We can create a graph by constructing an edge list (who links to who). We know Wil Wheaton links to all of his 100 friends, so the edge list will contain 100 rows beginning with Wil Wheaton and ending with the friend of Wil Wheaton. First we must get the names of all of Wil Wheaton's friends.
First we allocate a variable to contain the names:
friend.names = c()
We can get the first name using:
friend.names[1] = friends[[1]]$getScreenName()
Write a for
loop to store all 100 screen names in the variable friend.names
.
We can now build the edge list using:
wil = rep(user$getScreenName(), length(friends)) # repeat Wil Wheaton's user name 100 times
el = cbind(wil, friend.names) # bind the columns to create a matrix
We need to do the same for Wil Wheaton's 10 most popular friends. To simplify the process, we should write a function.
Using what you have done above, write the function:
user.to.edgelist <- function(user, friends) {
# create the list of friend screen names
friend.names = c()
for (a in c(1:length(friends))) {
# enter missing code
}
user.name = rep(user$getScreenName(), length(friends)) # repeat user's name
el = cbind(user.name, friend.names) # bind the columns to create a matrix
return(el)
}
We can use the created function user.to.edgelist
to create the edge list for Wil Wheaton:
el.wil = user.to.edgelist(user, friends)
We can also build the edge list for the top 10 friends using a loop:
for (a in c(1:length(more.friends))) {
el.friend = user.to.edgelist(top.unprotected.friends[[a]], more.friends[[a]])

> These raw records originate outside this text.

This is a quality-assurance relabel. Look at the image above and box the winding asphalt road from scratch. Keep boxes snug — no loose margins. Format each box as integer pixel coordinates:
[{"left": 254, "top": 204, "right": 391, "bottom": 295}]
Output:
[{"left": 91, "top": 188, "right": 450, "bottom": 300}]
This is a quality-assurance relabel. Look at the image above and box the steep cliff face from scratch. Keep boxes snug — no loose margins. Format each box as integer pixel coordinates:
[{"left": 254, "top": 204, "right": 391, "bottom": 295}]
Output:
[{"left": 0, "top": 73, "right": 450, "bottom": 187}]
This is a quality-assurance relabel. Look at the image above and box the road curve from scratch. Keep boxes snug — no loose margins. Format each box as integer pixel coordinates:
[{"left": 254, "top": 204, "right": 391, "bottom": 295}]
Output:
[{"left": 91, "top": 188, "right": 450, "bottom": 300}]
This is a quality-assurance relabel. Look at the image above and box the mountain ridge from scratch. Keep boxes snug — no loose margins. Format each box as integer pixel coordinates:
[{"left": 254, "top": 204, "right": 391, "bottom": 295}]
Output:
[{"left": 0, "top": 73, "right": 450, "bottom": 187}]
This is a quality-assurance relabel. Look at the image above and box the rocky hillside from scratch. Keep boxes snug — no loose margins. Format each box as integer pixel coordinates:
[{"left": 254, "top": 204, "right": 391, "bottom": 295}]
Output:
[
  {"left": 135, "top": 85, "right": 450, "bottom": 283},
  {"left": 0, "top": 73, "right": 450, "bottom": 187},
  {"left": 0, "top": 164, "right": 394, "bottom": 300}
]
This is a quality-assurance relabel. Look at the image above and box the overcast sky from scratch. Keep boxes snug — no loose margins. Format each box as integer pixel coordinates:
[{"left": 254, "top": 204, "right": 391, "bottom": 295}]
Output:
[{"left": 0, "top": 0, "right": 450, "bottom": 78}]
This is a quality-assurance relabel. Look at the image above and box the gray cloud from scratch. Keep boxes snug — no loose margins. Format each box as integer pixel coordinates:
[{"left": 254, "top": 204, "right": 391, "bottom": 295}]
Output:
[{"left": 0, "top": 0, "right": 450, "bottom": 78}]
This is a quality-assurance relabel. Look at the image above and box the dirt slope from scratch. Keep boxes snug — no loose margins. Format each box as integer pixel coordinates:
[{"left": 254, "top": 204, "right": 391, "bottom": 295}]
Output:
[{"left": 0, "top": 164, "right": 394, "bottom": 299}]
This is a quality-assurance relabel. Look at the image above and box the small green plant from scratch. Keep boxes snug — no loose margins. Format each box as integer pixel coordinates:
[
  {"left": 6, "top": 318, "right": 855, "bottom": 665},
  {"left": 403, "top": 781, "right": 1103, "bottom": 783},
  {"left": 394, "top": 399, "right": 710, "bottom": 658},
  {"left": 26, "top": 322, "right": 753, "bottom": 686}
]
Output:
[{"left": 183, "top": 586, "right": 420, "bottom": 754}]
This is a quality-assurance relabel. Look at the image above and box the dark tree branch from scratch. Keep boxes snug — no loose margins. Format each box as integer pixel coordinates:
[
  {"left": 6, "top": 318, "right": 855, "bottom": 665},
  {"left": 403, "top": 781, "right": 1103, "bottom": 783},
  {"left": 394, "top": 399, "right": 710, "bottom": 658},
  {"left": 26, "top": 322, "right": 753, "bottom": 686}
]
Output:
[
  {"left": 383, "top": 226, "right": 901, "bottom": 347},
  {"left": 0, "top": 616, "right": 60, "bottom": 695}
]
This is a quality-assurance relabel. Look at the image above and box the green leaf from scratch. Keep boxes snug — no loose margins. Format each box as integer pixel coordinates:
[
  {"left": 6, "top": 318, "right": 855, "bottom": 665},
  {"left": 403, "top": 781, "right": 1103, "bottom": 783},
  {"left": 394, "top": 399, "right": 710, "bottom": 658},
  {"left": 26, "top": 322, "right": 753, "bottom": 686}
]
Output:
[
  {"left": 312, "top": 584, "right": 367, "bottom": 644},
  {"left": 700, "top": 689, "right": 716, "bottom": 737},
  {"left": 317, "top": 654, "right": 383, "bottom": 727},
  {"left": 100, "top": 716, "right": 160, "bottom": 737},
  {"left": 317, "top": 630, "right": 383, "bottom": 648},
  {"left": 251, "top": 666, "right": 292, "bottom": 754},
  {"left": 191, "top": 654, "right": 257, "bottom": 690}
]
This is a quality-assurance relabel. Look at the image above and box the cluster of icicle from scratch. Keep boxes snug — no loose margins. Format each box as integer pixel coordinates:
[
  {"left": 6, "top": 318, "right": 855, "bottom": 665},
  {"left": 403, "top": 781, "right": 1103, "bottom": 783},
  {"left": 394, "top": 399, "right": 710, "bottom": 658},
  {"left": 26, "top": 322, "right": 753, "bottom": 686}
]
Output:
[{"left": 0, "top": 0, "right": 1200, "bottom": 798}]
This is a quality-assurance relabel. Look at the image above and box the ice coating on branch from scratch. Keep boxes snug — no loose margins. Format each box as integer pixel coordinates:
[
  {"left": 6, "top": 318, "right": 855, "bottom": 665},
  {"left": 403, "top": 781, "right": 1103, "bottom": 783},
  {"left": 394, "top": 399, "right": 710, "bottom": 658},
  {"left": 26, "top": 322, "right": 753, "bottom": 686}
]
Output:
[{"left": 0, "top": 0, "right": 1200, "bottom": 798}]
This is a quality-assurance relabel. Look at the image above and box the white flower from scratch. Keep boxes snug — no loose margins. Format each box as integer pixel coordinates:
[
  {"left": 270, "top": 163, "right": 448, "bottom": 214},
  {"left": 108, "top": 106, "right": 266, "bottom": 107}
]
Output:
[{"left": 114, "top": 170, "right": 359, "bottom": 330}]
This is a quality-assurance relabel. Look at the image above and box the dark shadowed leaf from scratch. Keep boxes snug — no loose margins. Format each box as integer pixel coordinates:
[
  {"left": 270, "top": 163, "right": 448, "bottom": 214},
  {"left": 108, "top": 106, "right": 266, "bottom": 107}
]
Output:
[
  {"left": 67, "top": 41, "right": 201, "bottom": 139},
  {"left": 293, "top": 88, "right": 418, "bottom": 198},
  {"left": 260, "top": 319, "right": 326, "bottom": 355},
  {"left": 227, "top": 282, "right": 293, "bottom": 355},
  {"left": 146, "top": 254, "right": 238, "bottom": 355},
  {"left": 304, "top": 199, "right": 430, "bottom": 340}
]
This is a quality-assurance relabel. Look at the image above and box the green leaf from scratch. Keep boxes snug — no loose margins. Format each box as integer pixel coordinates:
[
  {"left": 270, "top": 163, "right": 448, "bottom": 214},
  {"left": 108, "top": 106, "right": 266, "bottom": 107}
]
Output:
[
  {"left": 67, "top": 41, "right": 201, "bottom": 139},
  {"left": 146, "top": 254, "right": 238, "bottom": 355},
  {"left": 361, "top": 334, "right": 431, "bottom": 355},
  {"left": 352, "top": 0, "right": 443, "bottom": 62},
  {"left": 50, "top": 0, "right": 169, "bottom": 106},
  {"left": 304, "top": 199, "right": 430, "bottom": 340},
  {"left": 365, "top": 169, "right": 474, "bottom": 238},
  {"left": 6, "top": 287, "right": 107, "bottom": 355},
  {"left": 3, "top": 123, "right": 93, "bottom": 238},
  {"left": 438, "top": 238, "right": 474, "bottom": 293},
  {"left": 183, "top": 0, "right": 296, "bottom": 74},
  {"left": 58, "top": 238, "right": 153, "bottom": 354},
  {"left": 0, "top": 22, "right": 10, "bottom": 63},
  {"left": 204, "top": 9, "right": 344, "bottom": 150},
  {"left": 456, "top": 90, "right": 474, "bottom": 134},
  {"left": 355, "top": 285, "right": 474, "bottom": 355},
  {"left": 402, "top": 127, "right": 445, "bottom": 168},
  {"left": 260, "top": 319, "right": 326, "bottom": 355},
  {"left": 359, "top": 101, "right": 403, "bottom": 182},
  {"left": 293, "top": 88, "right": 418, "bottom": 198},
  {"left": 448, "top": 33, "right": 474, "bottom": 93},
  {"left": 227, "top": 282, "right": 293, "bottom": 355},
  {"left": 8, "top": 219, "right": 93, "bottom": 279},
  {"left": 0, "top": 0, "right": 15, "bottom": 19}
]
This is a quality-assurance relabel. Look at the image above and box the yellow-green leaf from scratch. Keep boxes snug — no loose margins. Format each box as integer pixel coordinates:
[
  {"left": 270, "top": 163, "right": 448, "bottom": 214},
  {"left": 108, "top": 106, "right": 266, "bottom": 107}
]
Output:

el.wil = rbind(el.wil, el.friend) # append the new edge list to the old one.
}
Now that we have the edge list, we can create the graph:
g = graph.edgelist(el.wil)
Let's plot the graph. Since there are many vertices, we will reduce the vertex size and use a spacial plot layout:
plot(g, layout = layout.fruchterman.reingold, vertex.size = 5)
This graph contains many vertices that we did not examine. To remove these, let's only keep the vertices with degree (in or out) greater than 1.
g2 = subgraph(g, which(degree(g, mode = "all") > 1))
This graph is now easier to visualise:
plot(g2, layout = layout.fruchterman.reingold, vertex.size = 5)
Who is at the centre of the graph? Use the centrality measures to examine this.
Examine the graph density. Is it sparse or dense?
Examine the degree distribution. Is this graph more similar to an Erdős-Renyi graph or a Barabási–Albert graph?